Enh, that just doesn't really bother me that much. There are obviously differences in the universes, but basically you're asking how Kirk, Spock, McCoy, Scotty, Sulu, Uhura, Chekov and Kyle could both be on the Mirror Enterprise and "our" Enterprise despite the Mirror Universe's radically different conditions. (I believe those are the only characters in common to both universes that we encounter until the end of the episode when Moreau appears on our Enterprise. I mean, of course they used some of the same extras, but they could have had different names and such, a phenomenon that happened often enough in "our" universe throughout the series' run, and whether they intended it or not, they seem to have avoided using the most familiar or most obvious S2 extras like Leslie, Hadley, Brent, etc.)
I guess I just don't find it that hard to believe that those eight characters could all be in roughly the same positions - and not exact positions, given Sulu's job switch - on the Mirror Enterprise. I'm reminded of Spock's eddies and currents in time theory from "City on the Edge of Forever." Perhaps the two universes exerted a pull on one another that caused those characters to be drawn to one another in both. And we see from Moreau's introduction on "our" Enterprise at the end of the episode that she obviously didn't follow the same path as her counterpart.
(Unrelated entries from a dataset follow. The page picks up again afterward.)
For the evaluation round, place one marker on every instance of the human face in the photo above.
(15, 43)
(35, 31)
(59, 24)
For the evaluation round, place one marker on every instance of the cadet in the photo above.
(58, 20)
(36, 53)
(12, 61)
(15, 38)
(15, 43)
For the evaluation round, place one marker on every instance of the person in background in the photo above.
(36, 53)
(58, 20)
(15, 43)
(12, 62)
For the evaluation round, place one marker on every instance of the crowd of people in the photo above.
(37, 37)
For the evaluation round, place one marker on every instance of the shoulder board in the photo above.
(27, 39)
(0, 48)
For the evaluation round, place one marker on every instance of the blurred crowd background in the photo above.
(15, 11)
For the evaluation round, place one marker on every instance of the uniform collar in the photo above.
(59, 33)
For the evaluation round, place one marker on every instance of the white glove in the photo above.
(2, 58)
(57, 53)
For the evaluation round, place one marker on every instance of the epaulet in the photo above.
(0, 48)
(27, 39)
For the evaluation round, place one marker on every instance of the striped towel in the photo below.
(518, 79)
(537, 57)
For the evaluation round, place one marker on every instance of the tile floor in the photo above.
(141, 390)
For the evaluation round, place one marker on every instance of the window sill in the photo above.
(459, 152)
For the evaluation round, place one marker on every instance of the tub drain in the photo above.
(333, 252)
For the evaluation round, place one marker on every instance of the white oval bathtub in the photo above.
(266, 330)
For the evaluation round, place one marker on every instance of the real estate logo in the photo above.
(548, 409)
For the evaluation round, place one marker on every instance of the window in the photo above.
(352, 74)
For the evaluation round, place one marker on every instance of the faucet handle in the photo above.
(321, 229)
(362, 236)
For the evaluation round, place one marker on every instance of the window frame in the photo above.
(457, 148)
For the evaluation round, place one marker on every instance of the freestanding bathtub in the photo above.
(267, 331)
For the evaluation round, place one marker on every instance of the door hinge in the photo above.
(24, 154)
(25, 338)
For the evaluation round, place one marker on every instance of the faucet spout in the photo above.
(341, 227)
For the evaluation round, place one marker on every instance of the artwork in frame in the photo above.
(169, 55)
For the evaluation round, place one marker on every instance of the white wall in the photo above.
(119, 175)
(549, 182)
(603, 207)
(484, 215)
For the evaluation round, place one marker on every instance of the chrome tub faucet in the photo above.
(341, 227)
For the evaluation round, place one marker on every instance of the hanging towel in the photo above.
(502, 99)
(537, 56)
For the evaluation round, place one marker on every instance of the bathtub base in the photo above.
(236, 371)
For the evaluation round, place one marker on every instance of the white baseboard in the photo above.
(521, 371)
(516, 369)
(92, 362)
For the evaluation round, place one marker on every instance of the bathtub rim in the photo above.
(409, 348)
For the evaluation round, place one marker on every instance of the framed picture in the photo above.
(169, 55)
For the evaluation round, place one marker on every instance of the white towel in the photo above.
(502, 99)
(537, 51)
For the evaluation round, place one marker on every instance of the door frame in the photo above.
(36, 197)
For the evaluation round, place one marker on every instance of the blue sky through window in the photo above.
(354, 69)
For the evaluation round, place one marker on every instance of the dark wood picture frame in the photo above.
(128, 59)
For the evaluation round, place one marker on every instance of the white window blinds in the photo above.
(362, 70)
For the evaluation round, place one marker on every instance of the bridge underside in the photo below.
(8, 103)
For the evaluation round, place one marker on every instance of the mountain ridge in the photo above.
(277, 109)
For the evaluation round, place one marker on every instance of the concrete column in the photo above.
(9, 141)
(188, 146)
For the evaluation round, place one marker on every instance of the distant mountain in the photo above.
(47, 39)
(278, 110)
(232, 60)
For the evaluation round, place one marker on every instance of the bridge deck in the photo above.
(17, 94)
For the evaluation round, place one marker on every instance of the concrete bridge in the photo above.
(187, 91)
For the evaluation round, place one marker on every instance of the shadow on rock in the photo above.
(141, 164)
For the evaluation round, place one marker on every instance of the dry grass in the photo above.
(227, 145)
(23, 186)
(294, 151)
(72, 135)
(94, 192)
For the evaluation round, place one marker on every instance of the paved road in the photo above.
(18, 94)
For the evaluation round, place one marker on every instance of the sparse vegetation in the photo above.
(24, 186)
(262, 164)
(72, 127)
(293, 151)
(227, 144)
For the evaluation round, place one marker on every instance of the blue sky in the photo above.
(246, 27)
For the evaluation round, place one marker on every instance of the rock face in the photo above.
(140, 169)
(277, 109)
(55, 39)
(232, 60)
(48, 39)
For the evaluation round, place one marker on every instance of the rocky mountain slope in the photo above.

The best Star Trek episodes and movies sometimes catch that figurative "lightning in a bottle." The stories may not totally work logically and the plot holes are many, yet put together, the end result is magical. You put aside the questions and just enjoy the experience.
This is one of those. "The Wrath of Khan" is another.
My go-to example for that is "Space Seed," as I've said many times in many threads. It has massive, massive, galaxy-sized plot holes, most of them centering on the familiar defects in shipboard security, but it is a wonderful episode nonetheless, and worked well enough to serve as Meyer and Bennett's selection as the basis for Star Trek II.